Anyway, as you said at Dr. Tuteur's Skeptical OB, "What's sexist is the fact that Prof. Midwife has made a unilateral decision about what laboring women ought to do 'for their own good.'" At the end of the day it's the *unilateral* part, and the *for your own good* that needs to work regardless of the specific form it takes.

figleaf

Logically, then, this midwife will refuse painkillers for his next root canal so that he gets the full "benefit" and so can be prepared for the responsibility of proper dental hygene? 'Cause otherwise, bull.

I forgo anesthesia when I get a filling at the dentist. I practice jujitsu. I have experienced far more pain at the dojo than at the dentist. I intensely dislike the numbness of anesthesia. I guess others like it more than I do. I have no doubt that childbirth hurts much, much more than getting a filling, but then comparing pain with someone else is a pointless exercise, is it not? There is no objective basis for comparison. I only feel my own pain. We don't have a pain meter.

My ex-wife birthed two children with midwives in attendance. She did not get an epidural either time. It was her free choice.
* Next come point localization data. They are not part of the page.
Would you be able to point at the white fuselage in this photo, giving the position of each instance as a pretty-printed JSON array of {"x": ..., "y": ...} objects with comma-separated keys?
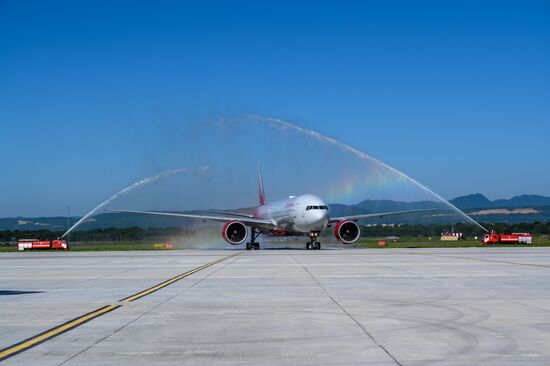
[{"x": 295, "y": 215}]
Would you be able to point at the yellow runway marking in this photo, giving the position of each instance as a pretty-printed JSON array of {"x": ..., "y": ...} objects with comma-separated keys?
[
  {"x": 42, "y": 337},
  {"x": 71, "y": 324},
  {"x": 172, "y": 280}
]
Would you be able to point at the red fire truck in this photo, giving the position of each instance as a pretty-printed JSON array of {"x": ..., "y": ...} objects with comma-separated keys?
[
  {"x": 25, "y": 244},
  {"x": 514, "y": 238}
]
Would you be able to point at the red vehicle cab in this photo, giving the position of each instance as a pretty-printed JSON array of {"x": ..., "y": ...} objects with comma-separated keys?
[{"x": 514, "y": 238}]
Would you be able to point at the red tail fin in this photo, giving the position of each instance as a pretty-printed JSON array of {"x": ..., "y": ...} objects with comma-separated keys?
[{"x": 261, "y": 187}]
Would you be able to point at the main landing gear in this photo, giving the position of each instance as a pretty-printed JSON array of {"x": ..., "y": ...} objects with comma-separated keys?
[
  {"x": 253, "y": 236},
  {"x": 313, "y": 244}
]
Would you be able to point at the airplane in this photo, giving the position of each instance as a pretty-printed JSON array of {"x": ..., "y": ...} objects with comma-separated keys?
[{"x": 303, "y": 215}]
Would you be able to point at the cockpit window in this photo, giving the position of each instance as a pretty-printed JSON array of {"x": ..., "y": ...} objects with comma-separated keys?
[{"x": 317, "y": 208}]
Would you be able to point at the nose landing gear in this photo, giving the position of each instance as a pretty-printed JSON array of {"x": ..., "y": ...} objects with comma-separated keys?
[{"x": 313, "y": 244}]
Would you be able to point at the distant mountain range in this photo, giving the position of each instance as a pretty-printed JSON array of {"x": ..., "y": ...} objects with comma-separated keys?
[{"x": 524, "y": 208}]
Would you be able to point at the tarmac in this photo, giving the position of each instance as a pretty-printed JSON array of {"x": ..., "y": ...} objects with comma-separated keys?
[{"x": 460, "y": 306}]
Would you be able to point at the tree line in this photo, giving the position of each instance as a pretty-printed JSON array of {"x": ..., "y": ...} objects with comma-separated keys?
[{"x": 154, "y": 234}]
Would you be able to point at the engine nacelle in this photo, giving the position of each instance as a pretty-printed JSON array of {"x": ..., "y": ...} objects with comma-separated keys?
[
  {"x": 234, "y": 232},
  {"x": 347, "y": 231}
]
It seems to me that Mr. Walsh is echoing the message that Shannon Brownlee gave in her book "Overtreated," which was published in 2007. Namely, that too much medicine is not good. I don't recall her book causing a furious blog fisking anywhere. I have not read the book and I do not know if she discusses epidurals and childbirth. It is also obvious, but no one has mentioned it here, that Mom gets charged for the epidural. Childbirth in the hospital is damn expensive.

http://www.overtreated.com/the_book.html

I will disagree emphatically with DrDick that pain is not good for anybody. I find this comment difficult to understand. Pain is a gift and an important part of life. If I cut my finger, pain sends me off to find a bandage. Neuropathy can lead to loss of digits or more. If my child is in pain, he'll let me know (and I want to know it). If I have a stress fracture in my tibia, pain can send me to seek medical attention. Etc. ...
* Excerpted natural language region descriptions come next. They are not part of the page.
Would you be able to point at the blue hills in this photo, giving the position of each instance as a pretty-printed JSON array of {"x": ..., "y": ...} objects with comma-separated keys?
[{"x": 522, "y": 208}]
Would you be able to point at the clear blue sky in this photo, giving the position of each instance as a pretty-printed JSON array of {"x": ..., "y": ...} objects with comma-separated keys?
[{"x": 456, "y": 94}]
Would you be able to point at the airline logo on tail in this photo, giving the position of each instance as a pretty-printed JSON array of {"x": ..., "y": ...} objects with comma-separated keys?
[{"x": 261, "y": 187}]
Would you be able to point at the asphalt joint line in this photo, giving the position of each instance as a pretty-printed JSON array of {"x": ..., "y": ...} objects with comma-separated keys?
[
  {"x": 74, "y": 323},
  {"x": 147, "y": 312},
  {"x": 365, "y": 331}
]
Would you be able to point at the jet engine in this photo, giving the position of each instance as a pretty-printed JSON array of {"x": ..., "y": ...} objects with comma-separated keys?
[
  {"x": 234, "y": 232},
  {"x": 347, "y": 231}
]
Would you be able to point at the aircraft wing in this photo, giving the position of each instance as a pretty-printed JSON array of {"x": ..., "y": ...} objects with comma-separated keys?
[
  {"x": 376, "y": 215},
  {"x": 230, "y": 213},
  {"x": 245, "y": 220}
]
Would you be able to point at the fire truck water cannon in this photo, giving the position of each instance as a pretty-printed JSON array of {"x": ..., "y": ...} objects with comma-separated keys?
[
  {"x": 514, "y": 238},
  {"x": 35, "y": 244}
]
In some ways this is a holdover. When anesthesia was first being introduced in the late 1700's, early 1800's a lot of doctors were against it. They thought it would hurt the patient since they thought pain was a necessary part of healing.

John P, there are necessary types of pain but there are also many types of unnecessary pain. There are a lot of people with chronic pain that can't do anything because of the pain. There are a lot of doctors who think they just have to endure it. Women don't need pain to tell them they're giving birth, so this isn't a necessary pain unless there are medical reasons.

I suppose pain is the punishing trial that turns you from a whore to a madonna.

Even if it were necessary for a woman to endure that pain so she's ready for the responsibility of having that child, why would she then have to go through it again in subsequent births?

She's already got the first baby, and responsibility for it. She doesn't need more preparation, does she?

"Namely, that too much medicine is not good."

Of course, too much medicine is not good. Too much medicine is TOO MUCH. That's a tautology. The disagreement is over what constitutes too much medicine.

The only thing the pain of childbirth prepared me for was to resent my baby and to regret having gotten pregnant!

It's bad enough to endure it without being told it's good for you.

http://books.google.com/books?&q=%22Denis+Walsh%22+complementary+therapies

He seems kind of like the "brain falls out" "open minded" type. Something tells me that "evidence based" does not quite mean what he thinks it means. So yeah, I'm sure he has plenty of supporting studies.

To give the guy the benifit of the doubt here, he was being quoted in the Daily Heil. Does anyone have an original source for his opinion? It is entirely possible that he is being quoted out of context, never said anything of the sort, or is in fact a fictional character that one of their hacks saw on the TV.